Le Benschen

Page de garde du Birkath Hamazon ("Benschen") :
actions de grâces dites à la fin du repas
Il y avait près de quarante ans que Lazare Schneider avait quitté son petit village d'Alsace pour tenter de faire fortune en Amérique. Il avait pleinement réussi et sa maison était une des plus considérables de Chicago, mais il s'y était fait peu de relations. Il avait vécu à l'écart, ne voulant appartenir à aucun de ces groupements qui se forment dans ces immenses cités américaines, où les sympathies qui résultent d'une communauté d'origine, se compliquent souvent d'affinités confessionnelles.

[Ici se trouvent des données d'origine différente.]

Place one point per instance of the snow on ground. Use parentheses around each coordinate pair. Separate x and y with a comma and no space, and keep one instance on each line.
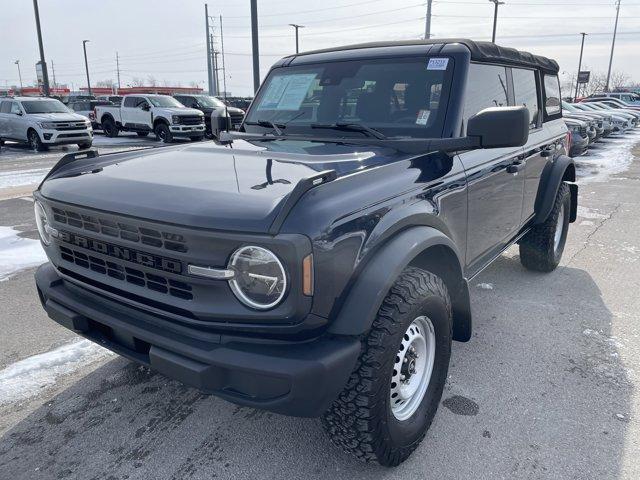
(610,157)
(17,253)
(28,377)
(18,178)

Schneider était israélite ; il s'était appliqué à ne pas le laisser savoir. Même on prétendait qu'il était assez mal disposé à l'égard des juifs ; non qu'il eût jamais fait entendre de paroles malsonnantes à leur sujet, mais il paraissait éviter d'entrer en rapport avec les israélites qu'il était amené à rencontrer ; lorsqu'une vacance se produisait dans son personnel, on avait cru remarquer que parmi les candidats, il éliminait les juifs de préférence.

Si l'on avait su de quelle famille pieuse il était issu ! Son père était d'une orthodoxie rigoureuse, et la vie que Schneider avait menée jusqu'à l'âge de vingt ans, était presque tout entière faite de pratiques religieuses. Il avait été habitué à dire trois fois par jour ses prières, à lernen dans les grandes occasions, à observer tous les jeûnes du calendrier hébraïque et c'était même là ce qui avait été la cause de son départ de la maison paternelle. Un jour, il s'était révolté contre tant de minutieuses observances, et, comme son père lui demandait, à la fin d'un repas, de dire à haute voix les grâces,  il refusa nettement et annonça la résolution qu'il avait prise de quitter sa famille. Le lendemain, il s'en allait, laissant son père et sa mère irrités ;  ils ne lui pardonnaient pas sa détermination et lui refusèrent leur bénédiction. Son jeune frère, enfant souffreteux et chétif qu'il aimait beaucoup, venait de célébrer sa majorité religieuse. Il ne devait pas longtemps survivre au départ de son aîné.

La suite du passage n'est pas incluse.